Today, Best Friends has grown, and added cabins for tourists who come to care for the animals. Its example helped persuade many shelters to adopt a “no-kill” policy.

“It’s a huge success story,” said Husband.

On a much smaller scale, Husband said HG PAWS hopes to remodel part of Dorothy & Mike’s into a dedicated pet adoption and animal education centre.

While its mandate fits nicely with the islands’ existing chapter of the BC SPCA, a new group was needed because the BC SPCA is a charity and can only raise money from things directly related to animal welfare, such as microchipping.

HG PAWS has until next February to raise the $100,000 it needs to buy the guest house.
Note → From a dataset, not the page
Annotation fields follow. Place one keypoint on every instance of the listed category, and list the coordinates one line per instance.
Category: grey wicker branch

Already the group is applying for a national social-enterprise competition run by Telus and the Globe and Mail, and there may be grants available.

“We’re trying to focus on off-island funding first, because we don’t want to compete with the BC SPCA on-island or any of the other animal welfare groups,” said Husband.

Generally speaking, Husband said the challenge is that grants may be available for start-ups, but few sustain day-to-day operations. That’s where the business side of the guest house comes in.

Dorothy Garrett agrees.

“It’s always been a struggle to fundraise, for any group here,” she said.

“So the hope is that some of the energy that’s spent on fundraising can go into creating other programs—more proactive programs that give to the community.”

Garrett, Husband and other volunteers already run one such program—the SPCA Kids Club.

It gives islands kids a chance to help the cats and occasional dog staying at Dorothy & Mike’s, a job that includes litter-scooping and cage-sweeping as well as play time.

Garrett said it’s rewarding to see the kids’ enthusiasm—most are eight to 12, but there are a few older youth, such as Rachel Hageman, who now plans to study veterinary medicine.

Children learn many lessons caring for animals, said Garrett, especially from the ones that come in timid, shy, or sad.

“Then it’s not all about you and what you want,” she said. “It’s about what they need.”

Dorothy said much has changed since she and Mike adopted their first dozen stray cats at the guest house—the islands have a veterinarian;  trap, neuter, and release programs are reducing the feral-cat colonies; abandoned animals tend to get re-homed more quickly, here and in the Lower Mainland; and there are several on-island animal welfare groups that together make a big difference.

“Things have changed for the better,” she said.